Analysis of Seattle Fremont Bridge Bike Traffic


In [28]:
%matplotlib inline

import matplotlib.pyplot as plt;
from jubiiworkflow.data import get_data

import pandas as pd
import numpy as np
from sklearn.decomposition import PCA
from sklearn.mixture import GaussianMixture

plt.style.use('seaborn');

Get Data


In [66]:
data = get_data()
p = data.resample('W').sum().plot()
p.set_ylim(0, None);


Shows a graph of data on a weekly basis. Let's investigate what the pattern is when we look at hourly rates on individual days...

Pivot

Plot a hourly traffic rates for all days in data.


In [67]:
pivoted = data.pivot_table('Total', index=data.index.time, columns=data.index.date)
pivoted.plot(legend=False, alpha=0.01);


We can see two types of lines in this graph... One type with two peaks, and another type that have a peak in the middle of the day. We hypothesize that this is a difference between weekdays and weekends. Let's investigate further.

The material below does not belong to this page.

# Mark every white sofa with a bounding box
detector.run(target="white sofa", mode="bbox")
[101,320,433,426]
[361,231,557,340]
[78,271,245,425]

Principal Component Analysis


In [17]:
X = pivoted.fillna(0).T.values
X.shape


Out[17]:
(1671, 24)

In [68]:
X2 = PCA(2, svd_solver='full').fit_transform(X)
X2.shape


Out[68]:
(1671, 2)

In [69]:
plt.scatter(X2[:, 0], X2[:, 1]);


Unsupervised Clustering


In [59]:
gmm = GaussianMixture(2).fit(X)
labels = gmm.predict(X)

In [60]:
plt.scatter(X2[:, 0], X2[:, 1], c=labels, cmap='rainbow')
plt.colorbar();



In [61]:
fig, ax = plt.subplots(1, 2, figsize=(14, 6))

pivoted.T[labels == 0].T.plot(legend=False, alpha=0.1, ax=ax[0]);
pivoted.T[labels == 1].T.plot(legend=False, alpha=0.1, ax=ax[1]);

ax[0].set_title('Purple Cluster')
ax[1].set_title('Red Cluster');


Comparing with Day of Week


In [26]:
dayofweek = pd.DatetimeIndex(pivoted.columns).dayofweek

plt.scatter(X2[:, 0], X2[:, 1], c=dayofweek, cmap='rainbow')
plt.colorbar();


Analyzing Outliers

The following points are weekdays in the "weekend" cluster


In [27]:
dates = pd.DatetimeIndex(pivoted.columns)
dates[(labels == 0) & (dayofweek < 5)]


Out[27]:
DatetimeIndex(['2012-11-22', '2012-11-23', '2012-12-24', '2012-12-25',
               '2013-01-01', '2013-05-27', '2013-07-04', '2013-07-05',
               '2013-09-02', '2013-11-28', '2013-11-29', '2013-12-20',
               '2013-12-24', '2013-12-25', '2014-01-01', '2014-04-23',
               '2014-05-26', '2014-07-04', '2014-09-01', '2014-11-27',
               '2014-11-28', '2014-12-24', '2014-12-25', '2014-12-26',
               '2015-01-01', '2015-05-25', '2015-07-03', '2015-09-07',
               '2015-11-26', '2015-11-27', '2015-12-24', '2015-12-25',
               '2016-01-01', '2016-05-30', '2016-07-04', '2016-09-05',
               '2016-11-24', '2016-11-25', '2016-12-26', '2017-01-02',
               '2017-02-06'],
              dtype='datetime64[ns]', freq=None)

Conclusion

Looks like all weekdays in the "weekend" cluster are corresponding to normal us holidays christmas, 4th of july, thanksgiving. Feb 6, 2017 is due to extreme weather (blizzard) on that day, which caused major shut-downs across city.